Documentation certainly won't hurt, yeah. However, API-wise I personally would a prefer a fallible fn new(&str) -> Result<&RelativePath> and, probably, fn new_unchecked(&str) -> &RelativePath with the current semantics.

I think that the failable new is also required to implement this logic: "I have a &str, which is a system-path, I want a relative Path out of it, but I don't want to allocate if I don't have to".

It could work like this:

let s: &str = ...

let path_buf;
let path: &RelativePath = RelativePath::new(s).unwrap_or_else(|| {
    path_buf = RelativePathBuf::from_path(s); // allocates
    path_buf.as_path()
});

matklad avatar Sep 06 '18 22:09 matklad

I think I understand what you want to accomplish: A convenient and cheap way of converting a system path into a relative path.

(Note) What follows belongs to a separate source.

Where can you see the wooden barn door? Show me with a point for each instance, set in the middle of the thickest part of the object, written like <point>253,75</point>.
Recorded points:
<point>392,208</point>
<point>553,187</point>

In the example you brought up there is one weirdness: the internal representation of RelativePath relies on having forward slashes as the path separator, that would make the expression platform-specific for when the conversion is cheap vs. when it's not.

Given that from_path currently only exists on RelativePathBuf, I think it would be reasonable to add RelativePath::from_path, which attempts to perform a cheap conversion with checks and without allocations the way you want it.

It would have to do something like this:

impl RelativePath {
  fn from_path<'a, P: AsRef<Path> + ?Sized>(path: &'a P) -> Result<&'a RelativePath, FromPathError> {
    // 1. check that path is an absolute path

    // 2. check that path uses forward-slashes for its component separator.

    // 3. use Path::as_os_str and OsStr::to_str on the result to verify that the path is a valid string

    // 4. wrap and return this with Ok(RelativePath::new(s))
  }
}

With this, your example would look like this:

let s: &str = ...
let mut path_buf = ...

let path: &RelativePath = RelativePath::from_path(s).or_else(|| {
    path_buf = RelativePathBuf::from_path(s)?; // allocates, note that this is also fallible.
    Ok(path_buf.as_relative_path())
})?;

I hope it's a start without having to break the API. I'll have to do a bit more thinking before I commit to changing new.

udoprog avatar Sep 06 '18 23:09 udoprog

Sounds fine to me as long as there's an example like RelPath::new("foo\\bar").component().count() == 1 in the docs!